La série noire qui a frappé le premier musée de France en 2025, victime le 19 octobre du vol spectaculaire des joyaux de la Couronne, restés introuvables à ce jour, et contraint de fermer des salles en raison de problèmes de vétusté et d’inondations, se poursuit en ce début d’année avec la reprise du mouvement de grève initié avant la trêve des confiseurs. Votée le 15 décembre dernier, avant d’être suspendue le 19, la mobilisation a été reconduite à l’unanimité ce 5 janvier par les personnels du musée réunis en assemblée générale. L’intersyndicale CGT-CFDT-SUD avait donné rendez-vous à la rentrée pour décider des suites du mouvement.
Les agents protestent contre les sous-effectifs, la dégradation du bâtiment mais aussi la hausse des tarifs pour les touristes non européens – une mesure entrant en vigueur le 14 janvier prochain. Les syndicats jugent insuffisantes les avancées dans les négociations menées avec le ministère de la Culture, qui a notamment promis l’annulation d’une baisse de 5,7 millions d’euros des dotations publiques au Louvre et des recrutements et revalorisations indemnitaires. « Notre mobilisation se poursuivra jusqu’à la victoire ! », indique la CGT Louvre sur son compte Instagram.

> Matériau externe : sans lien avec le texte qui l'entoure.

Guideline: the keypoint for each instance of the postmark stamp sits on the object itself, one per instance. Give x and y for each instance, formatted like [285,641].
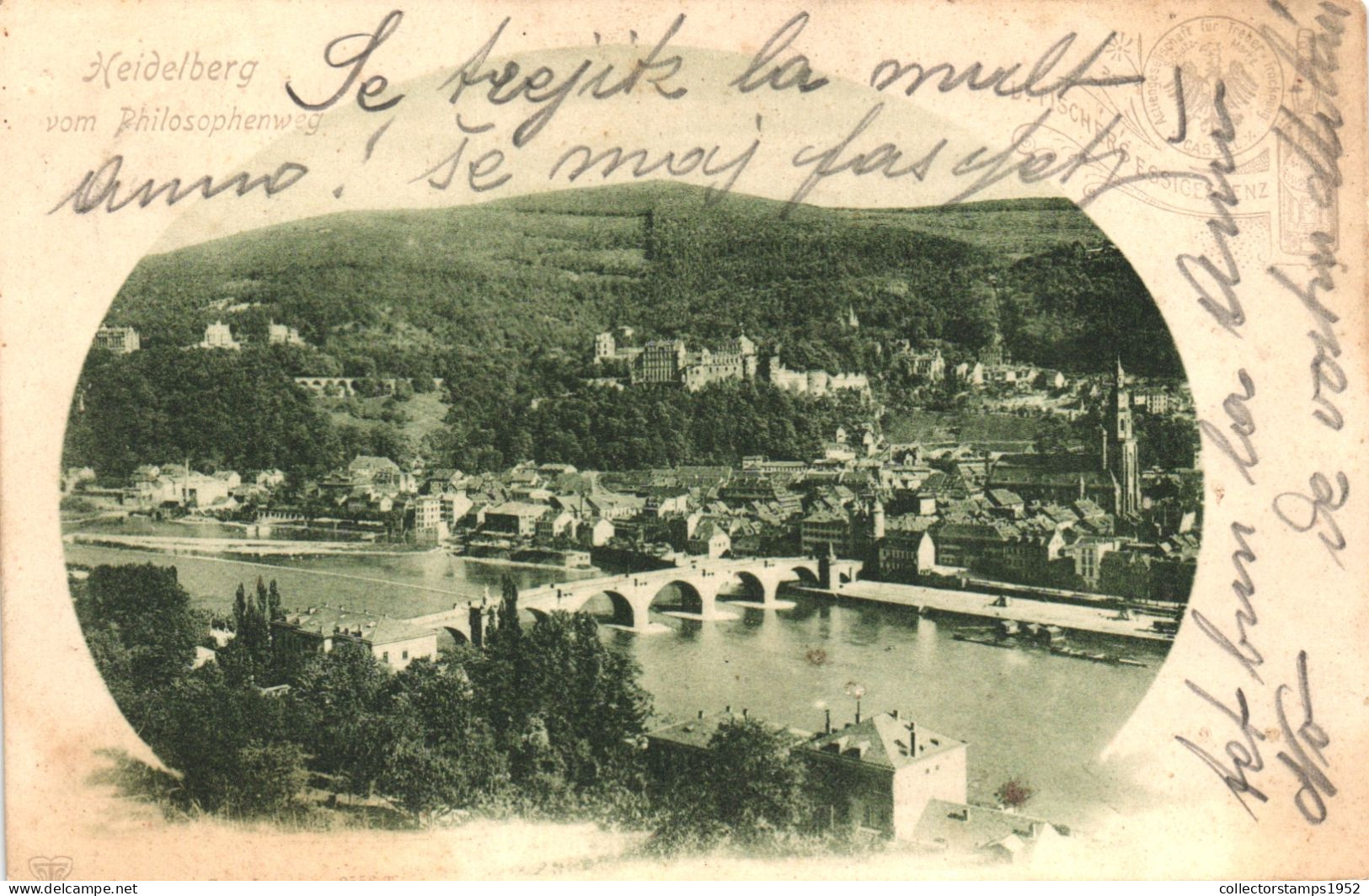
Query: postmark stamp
[1201,54]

Ce mouvement social, dans un climat particulièrement tendu depuis plusieurs semaines, durcit le bras de fer entre le personnel et la direction de l’établissement parisien. Laurence des Cars, sa présidente-directrice, a dû s’expliquer face aux parlementaires sur les dysfonctionnements au sein de son établissement après le casse. La Rue de Valois a nommé Philippe Jost, qui a orchestré avec succès le chantier de reconstruction de la cathédrale Notre-Dame de Paris, à la tête d’une mission de réorganisation « en profondeur » du musée du Louvre.
« L’ouverture du musée peut être perturbée et certaines salles rester exceptionnellement fermées. Nous vous prions de nous excuser de la gêne occasionnée », indique le site Internet du Louvre.